Sumber gaji manajer Kopdes Merah Putih untuk tahap awal berasal dari sisa anggaran program yang belum terserap. Dana tersebut kemudian disalurkan melalui BUMN pangan.
Sebelumnya, Menteri Koordinator Bidang Pangan Zulkifli Hasan menjelaskan bahwa pembayaran gaji akan dilakukan melalui PT Agrinas Pangan Nusantara. Ia menegaskan bahwa pemerintah masih menyusun skema pembiayaan final.
Ia menyatakan skema gaji akan diumumkan oleh Kementerian Keuangan pada waktu yang tepat. Meskipun penyaluran dilakukan oleh Agrinas, sumber dana akhir masih dalam proses perumusan.
Pada hari yang sama, Menteri Keuangan Purbaya Yudhi Sadewa memberikan penjelasan awal terkait sumber dana tersebut. Ia menyebut gaji manajer Kopdes Merah Putih akan menggunakan sisa anggaran dari program yang belum sepenuhnya berjalan.
Menurutnya, dana tersebut tersedia karena belum semua unit Kopdes terbentuk. Hal ini membuat sebagian anggaran masih tersisa dan dapat dimanfaatkan sementara.
Ia menegaskan bahwa kebijakan ini tidak menambah anggaran baru. Pemerintah hanya mengoptimalkan dana yang sudah dialokasikan sebelumnya.

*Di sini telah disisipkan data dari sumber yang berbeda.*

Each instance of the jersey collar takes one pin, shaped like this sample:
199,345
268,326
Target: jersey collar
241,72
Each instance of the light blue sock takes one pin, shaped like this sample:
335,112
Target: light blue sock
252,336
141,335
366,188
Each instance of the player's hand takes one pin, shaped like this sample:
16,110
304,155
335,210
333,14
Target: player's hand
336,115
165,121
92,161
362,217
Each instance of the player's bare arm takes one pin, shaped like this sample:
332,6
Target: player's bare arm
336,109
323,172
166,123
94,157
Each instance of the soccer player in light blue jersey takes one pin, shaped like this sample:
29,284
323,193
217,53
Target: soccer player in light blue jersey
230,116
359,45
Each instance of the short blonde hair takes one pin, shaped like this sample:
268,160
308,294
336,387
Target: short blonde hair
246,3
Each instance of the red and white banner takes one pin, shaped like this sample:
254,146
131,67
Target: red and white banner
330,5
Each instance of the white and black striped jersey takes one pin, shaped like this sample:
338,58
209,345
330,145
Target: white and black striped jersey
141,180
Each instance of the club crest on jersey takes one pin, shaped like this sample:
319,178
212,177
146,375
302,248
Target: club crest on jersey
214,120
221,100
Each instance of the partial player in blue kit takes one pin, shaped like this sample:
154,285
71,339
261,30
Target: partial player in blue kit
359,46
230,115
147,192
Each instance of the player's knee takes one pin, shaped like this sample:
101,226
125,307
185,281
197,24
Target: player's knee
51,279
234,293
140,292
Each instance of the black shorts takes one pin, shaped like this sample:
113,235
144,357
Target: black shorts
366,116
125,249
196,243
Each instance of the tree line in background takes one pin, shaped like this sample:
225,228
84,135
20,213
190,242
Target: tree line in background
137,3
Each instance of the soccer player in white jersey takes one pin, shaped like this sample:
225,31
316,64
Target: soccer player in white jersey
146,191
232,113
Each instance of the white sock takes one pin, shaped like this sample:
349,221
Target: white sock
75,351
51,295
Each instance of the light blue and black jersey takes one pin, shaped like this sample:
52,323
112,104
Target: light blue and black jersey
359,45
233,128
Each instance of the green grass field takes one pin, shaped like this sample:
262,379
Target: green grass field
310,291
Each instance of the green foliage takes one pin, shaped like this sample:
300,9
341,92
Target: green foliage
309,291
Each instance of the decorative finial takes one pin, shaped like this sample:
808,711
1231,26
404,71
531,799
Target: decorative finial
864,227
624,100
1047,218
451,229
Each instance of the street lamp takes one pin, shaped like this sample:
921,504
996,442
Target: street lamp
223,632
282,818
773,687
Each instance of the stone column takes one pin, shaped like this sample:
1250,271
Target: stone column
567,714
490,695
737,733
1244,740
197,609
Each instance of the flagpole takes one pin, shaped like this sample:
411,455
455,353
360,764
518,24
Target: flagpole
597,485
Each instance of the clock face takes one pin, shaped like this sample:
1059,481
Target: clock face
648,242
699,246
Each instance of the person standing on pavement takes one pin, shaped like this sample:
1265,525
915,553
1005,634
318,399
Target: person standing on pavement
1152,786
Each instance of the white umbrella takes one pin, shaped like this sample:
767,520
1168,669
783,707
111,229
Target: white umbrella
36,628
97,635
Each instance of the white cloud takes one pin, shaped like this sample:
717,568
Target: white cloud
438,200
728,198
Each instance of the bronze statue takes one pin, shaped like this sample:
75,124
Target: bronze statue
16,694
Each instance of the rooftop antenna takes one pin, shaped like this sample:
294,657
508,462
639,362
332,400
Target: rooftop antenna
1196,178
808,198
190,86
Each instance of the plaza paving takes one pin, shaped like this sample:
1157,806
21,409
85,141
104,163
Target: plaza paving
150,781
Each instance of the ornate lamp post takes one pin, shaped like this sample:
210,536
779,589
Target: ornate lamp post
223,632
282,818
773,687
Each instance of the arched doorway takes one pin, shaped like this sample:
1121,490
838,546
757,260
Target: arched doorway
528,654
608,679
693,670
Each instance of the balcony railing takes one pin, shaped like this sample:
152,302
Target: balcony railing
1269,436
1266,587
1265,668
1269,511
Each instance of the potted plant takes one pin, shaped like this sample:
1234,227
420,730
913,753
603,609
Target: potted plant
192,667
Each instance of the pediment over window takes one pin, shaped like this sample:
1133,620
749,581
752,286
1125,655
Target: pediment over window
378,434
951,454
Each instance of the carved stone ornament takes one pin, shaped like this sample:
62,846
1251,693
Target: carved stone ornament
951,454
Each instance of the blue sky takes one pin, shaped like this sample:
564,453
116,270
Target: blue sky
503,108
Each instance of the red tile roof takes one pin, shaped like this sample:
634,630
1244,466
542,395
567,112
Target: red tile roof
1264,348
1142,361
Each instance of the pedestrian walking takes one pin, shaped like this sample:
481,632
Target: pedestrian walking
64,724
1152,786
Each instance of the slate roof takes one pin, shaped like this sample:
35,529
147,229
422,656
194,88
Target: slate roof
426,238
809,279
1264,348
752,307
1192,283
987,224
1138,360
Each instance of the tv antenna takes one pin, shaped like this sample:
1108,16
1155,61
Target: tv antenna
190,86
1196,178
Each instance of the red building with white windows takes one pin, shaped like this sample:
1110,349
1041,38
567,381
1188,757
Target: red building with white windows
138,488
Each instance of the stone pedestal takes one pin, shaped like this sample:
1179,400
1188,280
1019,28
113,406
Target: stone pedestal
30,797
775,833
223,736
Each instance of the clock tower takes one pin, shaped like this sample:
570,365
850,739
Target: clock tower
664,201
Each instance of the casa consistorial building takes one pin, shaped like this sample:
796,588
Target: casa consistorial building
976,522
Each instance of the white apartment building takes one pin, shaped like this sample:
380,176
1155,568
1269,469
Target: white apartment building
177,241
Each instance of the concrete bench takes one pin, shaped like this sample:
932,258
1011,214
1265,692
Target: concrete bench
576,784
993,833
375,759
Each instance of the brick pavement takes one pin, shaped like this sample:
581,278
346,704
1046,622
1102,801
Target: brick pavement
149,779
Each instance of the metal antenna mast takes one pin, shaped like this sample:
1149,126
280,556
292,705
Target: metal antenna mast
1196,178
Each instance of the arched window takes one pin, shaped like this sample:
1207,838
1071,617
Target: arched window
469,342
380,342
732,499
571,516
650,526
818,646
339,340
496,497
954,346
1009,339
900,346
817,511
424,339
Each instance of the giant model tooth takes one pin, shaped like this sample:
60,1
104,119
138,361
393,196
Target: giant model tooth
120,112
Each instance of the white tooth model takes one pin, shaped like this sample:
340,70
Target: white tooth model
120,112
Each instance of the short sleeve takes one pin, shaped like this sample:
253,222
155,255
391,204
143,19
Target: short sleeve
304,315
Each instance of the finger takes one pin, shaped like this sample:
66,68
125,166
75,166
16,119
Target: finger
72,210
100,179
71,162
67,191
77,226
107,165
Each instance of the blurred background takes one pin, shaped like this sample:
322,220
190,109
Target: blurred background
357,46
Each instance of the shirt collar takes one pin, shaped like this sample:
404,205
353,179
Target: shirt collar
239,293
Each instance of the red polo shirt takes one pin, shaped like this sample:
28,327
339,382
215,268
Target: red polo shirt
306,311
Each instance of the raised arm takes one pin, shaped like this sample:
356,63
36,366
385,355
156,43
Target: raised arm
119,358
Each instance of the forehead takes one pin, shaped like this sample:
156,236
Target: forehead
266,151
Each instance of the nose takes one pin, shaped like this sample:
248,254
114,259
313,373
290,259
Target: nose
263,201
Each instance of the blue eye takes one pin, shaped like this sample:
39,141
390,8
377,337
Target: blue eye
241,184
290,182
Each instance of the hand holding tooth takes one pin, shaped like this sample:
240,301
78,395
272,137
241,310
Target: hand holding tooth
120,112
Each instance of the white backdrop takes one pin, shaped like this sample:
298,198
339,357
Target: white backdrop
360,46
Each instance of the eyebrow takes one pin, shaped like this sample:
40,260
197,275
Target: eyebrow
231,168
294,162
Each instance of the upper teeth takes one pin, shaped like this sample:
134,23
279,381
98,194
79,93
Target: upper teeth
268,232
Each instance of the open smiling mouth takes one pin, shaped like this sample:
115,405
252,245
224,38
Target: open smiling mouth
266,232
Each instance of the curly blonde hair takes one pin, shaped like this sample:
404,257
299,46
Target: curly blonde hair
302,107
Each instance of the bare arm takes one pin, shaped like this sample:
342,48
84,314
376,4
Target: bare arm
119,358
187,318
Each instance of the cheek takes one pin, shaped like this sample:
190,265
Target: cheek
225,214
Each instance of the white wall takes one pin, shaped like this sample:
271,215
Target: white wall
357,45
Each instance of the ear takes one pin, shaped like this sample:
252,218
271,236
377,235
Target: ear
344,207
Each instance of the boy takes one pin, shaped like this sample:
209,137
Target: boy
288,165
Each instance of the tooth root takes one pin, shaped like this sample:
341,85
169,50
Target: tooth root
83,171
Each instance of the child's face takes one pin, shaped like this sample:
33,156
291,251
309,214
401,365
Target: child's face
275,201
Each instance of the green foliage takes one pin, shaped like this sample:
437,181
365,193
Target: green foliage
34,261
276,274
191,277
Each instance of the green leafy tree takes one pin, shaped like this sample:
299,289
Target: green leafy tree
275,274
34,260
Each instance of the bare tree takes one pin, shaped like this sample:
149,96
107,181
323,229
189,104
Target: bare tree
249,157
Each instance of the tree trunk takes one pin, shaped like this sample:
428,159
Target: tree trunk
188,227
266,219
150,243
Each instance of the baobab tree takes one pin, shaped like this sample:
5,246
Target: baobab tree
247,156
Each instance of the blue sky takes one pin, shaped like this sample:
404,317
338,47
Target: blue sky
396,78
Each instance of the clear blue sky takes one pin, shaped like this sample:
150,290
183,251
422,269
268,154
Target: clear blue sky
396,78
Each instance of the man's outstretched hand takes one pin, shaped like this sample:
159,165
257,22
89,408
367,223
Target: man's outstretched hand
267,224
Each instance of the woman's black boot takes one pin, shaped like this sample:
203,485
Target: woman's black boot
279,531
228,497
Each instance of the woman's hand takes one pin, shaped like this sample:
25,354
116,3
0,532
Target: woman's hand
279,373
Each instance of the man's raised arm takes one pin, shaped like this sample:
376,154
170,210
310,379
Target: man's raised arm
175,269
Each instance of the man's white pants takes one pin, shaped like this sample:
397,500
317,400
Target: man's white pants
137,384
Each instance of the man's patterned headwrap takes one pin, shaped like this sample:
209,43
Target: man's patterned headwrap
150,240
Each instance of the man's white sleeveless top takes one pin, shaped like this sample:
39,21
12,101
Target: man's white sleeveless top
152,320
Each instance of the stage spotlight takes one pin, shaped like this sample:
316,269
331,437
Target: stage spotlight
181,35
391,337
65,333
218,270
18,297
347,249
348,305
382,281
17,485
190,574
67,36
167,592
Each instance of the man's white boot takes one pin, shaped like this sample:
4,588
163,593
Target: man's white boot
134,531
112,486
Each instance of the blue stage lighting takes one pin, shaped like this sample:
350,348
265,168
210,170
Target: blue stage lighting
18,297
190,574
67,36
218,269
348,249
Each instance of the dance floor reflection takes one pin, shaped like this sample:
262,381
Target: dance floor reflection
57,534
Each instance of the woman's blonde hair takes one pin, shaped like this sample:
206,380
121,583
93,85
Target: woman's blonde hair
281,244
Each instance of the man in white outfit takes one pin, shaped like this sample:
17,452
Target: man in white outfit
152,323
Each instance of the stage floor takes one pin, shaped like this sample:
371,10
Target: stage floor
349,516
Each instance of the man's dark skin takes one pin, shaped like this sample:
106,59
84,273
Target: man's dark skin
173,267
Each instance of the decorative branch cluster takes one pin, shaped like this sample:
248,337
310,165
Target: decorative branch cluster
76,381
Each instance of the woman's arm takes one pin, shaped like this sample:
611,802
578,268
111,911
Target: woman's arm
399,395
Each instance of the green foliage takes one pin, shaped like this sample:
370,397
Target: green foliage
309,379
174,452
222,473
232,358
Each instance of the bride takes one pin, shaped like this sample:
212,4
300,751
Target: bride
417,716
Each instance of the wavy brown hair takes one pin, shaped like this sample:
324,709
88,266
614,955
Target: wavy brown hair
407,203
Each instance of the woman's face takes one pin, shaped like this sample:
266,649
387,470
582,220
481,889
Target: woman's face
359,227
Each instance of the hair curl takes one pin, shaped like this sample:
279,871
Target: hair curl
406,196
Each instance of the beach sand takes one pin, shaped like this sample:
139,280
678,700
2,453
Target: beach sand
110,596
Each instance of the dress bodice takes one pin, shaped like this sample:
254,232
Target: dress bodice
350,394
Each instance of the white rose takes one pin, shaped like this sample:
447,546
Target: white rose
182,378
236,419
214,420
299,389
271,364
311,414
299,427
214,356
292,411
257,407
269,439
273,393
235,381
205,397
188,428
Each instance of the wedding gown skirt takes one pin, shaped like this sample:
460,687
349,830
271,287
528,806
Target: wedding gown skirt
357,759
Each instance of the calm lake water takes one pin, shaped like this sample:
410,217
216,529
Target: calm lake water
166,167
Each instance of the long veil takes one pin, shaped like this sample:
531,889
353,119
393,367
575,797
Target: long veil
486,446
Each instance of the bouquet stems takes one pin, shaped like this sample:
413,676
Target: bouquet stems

Skema ini dirancang untuk membiayai gaji sekitar 30 ribu manajer selama masa awal penugasan dua tahun. Namun, rincian besaran gaji dan total anggaran belum dijelaskan lebih lanjut.
Program rekrutmen manajer Kopdes Merah Putih menarik perhatian luas karena jumlah formasi yang besar. Pemerintah membuka sekitar 30 ribu posisi manajer serta 5.476 formasi tambahan untuk Kampung Nelayan Merah Putih. Total lowongan mencapai 35.476 posisi.
Minat masyarakat terhadap program ini sangat tinggi. Tercatat 639.732 orang mendaftar, dan 483.648 pelamar lolos seleksi administrasi. Saat ini, peserta menjalani tes kompetensi berbasis Computer Assisted Test di 72 lokasi.
Ke depan, manajer yang lolos seleksi akan berstatus sebagai pegawai BUMN di bawah PT Agrinas Nusantara selama dua tahun pertama. Setelah itu, mereka akan dialihkan menjadi pengelola koperasi di daerah masing-masing.